Felsefeyi bilimle ilişkilendiren bir nokta daha teorik bilgidir. Bu, matematikteki formüllerin ve felsefedeki kavramların (iyi, kötü, adalet) somut ampirik dünyamızda bulunamayacağı anlamına gelir. Bu spekülatif yansımalar bilim ve felsefeyi aynı düzeye getirir. Stoacı Romalı filozof ve İmparator Nero'nun öğretmeni Lucius Annaeus Seneca'nın dediği gibi, her zaman işinize yarayabilecek birkaç bilge kuralı öğrenmek, işinize yaramayan birçok yararlı şey öğrenmekten çok daha faydalıdır.

Felsefe ve bilim arasındaki farklar

Temel fark, bilimsel yaklaşımın doğasında bulunan katı olgubilimdir. Herhangi bir bilimsel araştırma, defalarca doğrulanmış ve kanıtlanmış katı bir gerçekler temeli tarafından yönlendirilir. Bilim, felsefeden farklı olarak,asılsız değil, kanıt. Felsefi ifadeleri kanıtlamak veya çürütmek çok zordur. Henüz kimse mutluluğun formülünü ya da ideal bir insanı icat edemedi. Bu alanlardaki temel fark, o dönemdeki fikirlerin felsefi çoğulculuğunda da yatmaktadır, çünkü bilimde genel bilim fikrinin etrafında büküldüğü üç dönüm noktası vardır: Öklid'in sistemi, Newton'un sistemi, Einstein'ın sistemi.

Felsefenin bu makalede özetlenen görevleri, yöntemleri ve hedefleri, bize felsefenin çeşitli akımlarla, fikirlerle dolu ve çoğu zaman birbiriyle çelişen fikirlerle dolu olduğunu gösteriyor.
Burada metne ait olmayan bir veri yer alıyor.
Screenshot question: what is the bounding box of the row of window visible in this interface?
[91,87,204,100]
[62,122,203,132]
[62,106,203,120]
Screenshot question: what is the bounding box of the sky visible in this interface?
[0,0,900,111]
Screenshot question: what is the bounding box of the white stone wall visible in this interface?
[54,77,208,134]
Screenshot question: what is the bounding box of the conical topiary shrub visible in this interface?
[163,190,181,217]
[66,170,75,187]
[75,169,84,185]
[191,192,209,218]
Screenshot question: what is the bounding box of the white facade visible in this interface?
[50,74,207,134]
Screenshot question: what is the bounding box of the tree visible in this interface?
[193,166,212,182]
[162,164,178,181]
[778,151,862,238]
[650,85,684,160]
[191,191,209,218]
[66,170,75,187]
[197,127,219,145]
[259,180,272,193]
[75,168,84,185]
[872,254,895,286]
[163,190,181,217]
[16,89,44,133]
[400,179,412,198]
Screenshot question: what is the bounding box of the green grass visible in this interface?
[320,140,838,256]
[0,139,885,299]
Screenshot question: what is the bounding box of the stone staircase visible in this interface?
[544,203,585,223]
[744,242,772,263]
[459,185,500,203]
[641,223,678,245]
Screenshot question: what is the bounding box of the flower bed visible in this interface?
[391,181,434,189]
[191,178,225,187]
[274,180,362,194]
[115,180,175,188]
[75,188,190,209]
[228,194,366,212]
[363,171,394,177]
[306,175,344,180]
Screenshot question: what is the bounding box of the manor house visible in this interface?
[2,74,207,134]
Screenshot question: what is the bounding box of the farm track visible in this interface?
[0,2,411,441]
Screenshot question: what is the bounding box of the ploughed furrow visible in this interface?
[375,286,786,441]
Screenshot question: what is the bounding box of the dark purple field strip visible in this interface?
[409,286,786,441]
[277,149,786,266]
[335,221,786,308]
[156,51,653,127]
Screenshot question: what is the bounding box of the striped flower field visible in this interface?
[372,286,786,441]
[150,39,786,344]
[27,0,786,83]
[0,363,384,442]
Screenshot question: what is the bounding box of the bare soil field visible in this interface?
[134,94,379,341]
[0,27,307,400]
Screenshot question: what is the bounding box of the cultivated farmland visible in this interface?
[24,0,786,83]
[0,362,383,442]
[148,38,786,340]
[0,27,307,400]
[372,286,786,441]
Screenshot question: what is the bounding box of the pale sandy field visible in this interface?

Üçüncü ayırt edici özellik, bilimin kendi içinde nesnel dünyayla olduğu gibi ilgilenmesidir, bu nedenle bilimin kelimenin tam anlamıyla insanlık dışı olduğu (kişiyi, duygularını, bağımlılıklarını vb. analizinin kapsamı). Felsefe kesin bir bilim değildir, genel temel ilkelerin, düşüncenin ve gerçekliğin öğretisidir.